Mas é preciso ficar de olho nas regras estabelecidas por alguns programas e nas taxas cobradas. O Tam Fidelidade, por exemplo, só permite remarcação de bilhetes para a América do Sul em até três meses após a sua emissão e até seis meses, no caso de voos internacionais. A taxa é de R$ 80. No Smiles, da Gol, é de R$ 50 por trecho. Os dois programas reúnem 17 milhões de clientes. Companhias estrangeiras cobram valores maiores, até US$ 250 (R$ 441).

Ofertas
Os órgãos de defesa do consumidor recomendam o acompanhamento frequente do extrato para o usuário não ter surpresas com débitos indevidos. Ele também não deve aceitar práticas que o coloquem em franca desvantagem, como a recusa da companhia em emitir nova passagem, após desistência de voo marcado. O site do Smiles, por exemplo, debita as milhas após a escolha de um voo pelo cliente, mesmo que ele não conclua os passos seguintes de pagamento da taxa de embarque com o fornecimento dos dados do cartão de crédito e o bilhete não seja emitido. Para o Ibedec, esse desconto das milhas é abusivo.

Hoje, existem no mercado várias opções para o consumidor acumular pontos e transformar em milhas e passagens, por meio de compras no cartão de crédito e de voos realizados. O Bradesco, por exemplo, tem convênio com cerca de 150 companhias aéreas para emissão on-line do bilhete, sem precisar antes transferir os pontos para o programa desejado, como exigem o Smiles e o Tam Fidelidade. Essa é uma facilidade, mas o consumidor pode ter problemas na hora de remarcar um bilhete de viagem e perder todas as milhas.

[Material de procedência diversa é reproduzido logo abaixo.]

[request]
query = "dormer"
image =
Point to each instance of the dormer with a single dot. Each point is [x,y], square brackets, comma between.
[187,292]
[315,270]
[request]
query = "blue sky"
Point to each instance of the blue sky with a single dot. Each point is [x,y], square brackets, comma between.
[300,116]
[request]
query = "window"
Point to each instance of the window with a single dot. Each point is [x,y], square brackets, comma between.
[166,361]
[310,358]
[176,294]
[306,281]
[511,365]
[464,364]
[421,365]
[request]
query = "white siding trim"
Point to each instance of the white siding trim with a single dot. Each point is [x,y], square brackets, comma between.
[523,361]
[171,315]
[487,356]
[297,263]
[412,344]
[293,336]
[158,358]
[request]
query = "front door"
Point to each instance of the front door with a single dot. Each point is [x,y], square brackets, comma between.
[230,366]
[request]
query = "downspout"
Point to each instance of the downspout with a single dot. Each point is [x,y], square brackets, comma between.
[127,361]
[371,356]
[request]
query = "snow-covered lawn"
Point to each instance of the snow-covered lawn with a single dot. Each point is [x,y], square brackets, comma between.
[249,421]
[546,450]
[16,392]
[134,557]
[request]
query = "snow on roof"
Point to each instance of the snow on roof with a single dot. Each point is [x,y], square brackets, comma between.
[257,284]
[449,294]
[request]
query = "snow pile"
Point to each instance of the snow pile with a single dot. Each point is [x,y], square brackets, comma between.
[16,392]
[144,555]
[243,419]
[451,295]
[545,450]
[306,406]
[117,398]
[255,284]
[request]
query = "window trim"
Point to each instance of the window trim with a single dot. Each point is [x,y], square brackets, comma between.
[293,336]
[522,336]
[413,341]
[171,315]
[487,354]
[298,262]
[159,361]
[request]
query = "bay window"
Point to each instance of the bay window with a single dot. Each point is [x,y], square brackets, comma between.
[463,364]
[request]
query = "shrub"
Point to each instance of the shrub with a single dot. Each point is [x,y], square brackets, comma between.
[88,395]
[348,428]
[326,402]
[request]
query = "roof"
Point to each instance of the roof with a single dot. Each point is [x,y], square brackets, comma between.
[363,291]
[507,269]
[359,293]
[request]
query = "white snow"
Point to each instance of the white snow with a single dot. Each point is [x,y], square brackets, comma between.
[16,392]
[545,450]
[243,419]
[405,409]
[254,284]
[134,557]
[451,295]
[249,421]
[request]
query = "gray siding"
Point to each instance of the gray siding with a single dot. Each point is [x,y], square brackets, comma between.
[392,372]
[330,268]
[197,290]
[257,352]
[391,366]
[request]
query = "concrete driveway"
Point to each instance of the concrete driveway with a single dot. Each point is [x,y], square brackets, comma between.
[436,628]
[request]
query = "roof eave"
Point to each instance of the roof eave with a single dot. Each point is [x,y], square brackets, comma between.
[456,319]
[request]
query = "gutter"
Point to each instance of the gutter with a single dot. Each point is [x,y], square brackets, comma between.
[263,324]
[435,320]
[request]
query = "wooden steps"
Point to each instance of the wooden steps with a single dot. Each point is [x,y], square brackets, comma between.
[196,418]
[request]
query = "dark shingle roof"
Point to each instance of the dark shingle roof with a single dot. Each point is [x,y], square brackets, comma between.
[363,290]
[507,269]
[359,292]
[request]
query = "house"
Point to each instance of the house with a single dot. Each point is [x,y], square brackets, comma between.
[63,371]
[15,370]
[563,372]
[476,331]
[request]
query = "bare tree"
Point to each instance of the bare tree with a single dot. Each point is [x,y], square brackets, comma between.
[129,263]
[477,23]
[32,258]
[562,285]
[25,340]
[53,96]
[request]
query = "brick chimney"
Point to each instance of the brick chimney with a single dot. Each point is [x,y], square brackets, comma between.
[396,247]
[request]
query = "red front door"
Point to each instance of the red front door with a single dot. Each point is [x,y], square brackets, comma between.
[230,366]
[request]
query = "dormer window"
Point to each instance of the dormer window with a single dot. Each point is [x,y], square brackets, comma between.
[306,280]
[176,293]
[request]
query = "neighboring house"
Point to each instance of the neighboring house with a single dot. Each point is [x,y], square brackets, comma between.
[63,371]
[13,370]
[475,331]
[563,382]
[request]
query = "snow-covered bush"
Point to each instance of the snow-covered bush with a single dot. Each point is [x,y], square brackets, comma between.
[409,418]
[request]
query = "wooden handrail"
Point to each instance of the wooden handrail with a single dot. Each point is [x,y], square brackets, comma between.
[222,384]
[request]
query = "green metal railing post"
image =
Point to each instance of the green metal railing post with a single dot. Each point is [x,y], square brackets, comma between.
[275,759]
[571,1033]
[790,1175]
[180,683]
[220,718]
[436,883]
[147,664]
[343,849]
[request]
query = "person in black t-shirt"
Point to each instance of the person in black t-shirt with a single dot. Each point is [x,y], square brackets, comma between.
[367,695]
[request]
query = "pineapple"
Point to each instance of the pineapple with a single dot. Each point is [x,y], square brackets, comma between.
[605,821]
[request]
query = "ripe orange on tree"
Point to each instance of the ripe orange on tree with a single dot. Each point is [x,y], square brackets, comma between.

Nesse caso, ele deve mover ação nos Juizados Especiais de Pequenas Causas contra o banco e a companhia aérea, por exigência de taxas abusivas para marcar nova data ou recusa em restituir os pontos ou milhas.

Segundo Tardin, do Ibedec, no caso de o cliente pedir a restituição de milhas de passagem não utilizada, pode haver o desconto de uma taxa a título de custo administrativo. Mas ela não pode ser exorbitante. ;Em geral, de 10% a 20% do total das milhas utilizadas;, diz. Se o cliente, porém, optar por remarcação do voo, deve pagar apenas o encargo previsto para esse fim, desde que não seja abusivo, não podendo ter retenção de milhas conjuntamente, assegura.

O advogado Thiago Azevedo, da associação de defesa do consumidor Proteste, alerta ainda que as empresas não podem dificultar o acesso a vagas reservadas com o uso de milhas, o que ocorre com frequência, com disponibilidade pequena de assentos nos voos. ;Isso significa descumprimento da oferta;, afirma. Nesse caso, o usuário deve procurar ajuda em alguma entidade de defesa do consumidor.

Problemas
O bancário Flavio Andrade de Oliveira, 34 anos, é cuidadoso em relação às suas milhas. Ele concentra todas as compras em um único cartão de crédito, transfere com frequência os pontos adquiridos para a companhia aérea e procura reservar a passagem com seis meses de antecedência. Mesmo assim, enfrenta problemas. Integrante dos programas de milhagem Tam Fidelidade e Smiles, Oliveira diz que as duas empresas demoram para contabilizar pontos de companhias parceiras.

;Sempre tenho que reclamar e ligar para a central e ficar horas pendurado no telefone até resolver o problema;, comenta. O bancário conta que tentou marcar recentemente uma passagem com milhas pela Tam, disponível no site, mas não conseguiu completar a operação. O assento disponível tinha desaparecido. ;Passei mais de duas horas no telefone para fazer reclamações e, somente depois de muita insistência, eles disseram que eu poderia comprar a passagem com milhas em caráter excepcional. Era um direito que eu tinha e parecia que eles estavam me fazendo um favor;, lamenta.

A Agência Nacional de Aviação Civil (Anac), responsável por regulamentar e fiscalizar o serviço de transporte aéreo no país, informou que não tem autoridade para punir ou multar as empresas que cometem abusos. A orientação do órgão para o consumidor que se sentir lesado é se queixar no Procon e nos Juizados Especiais dos aeroportos.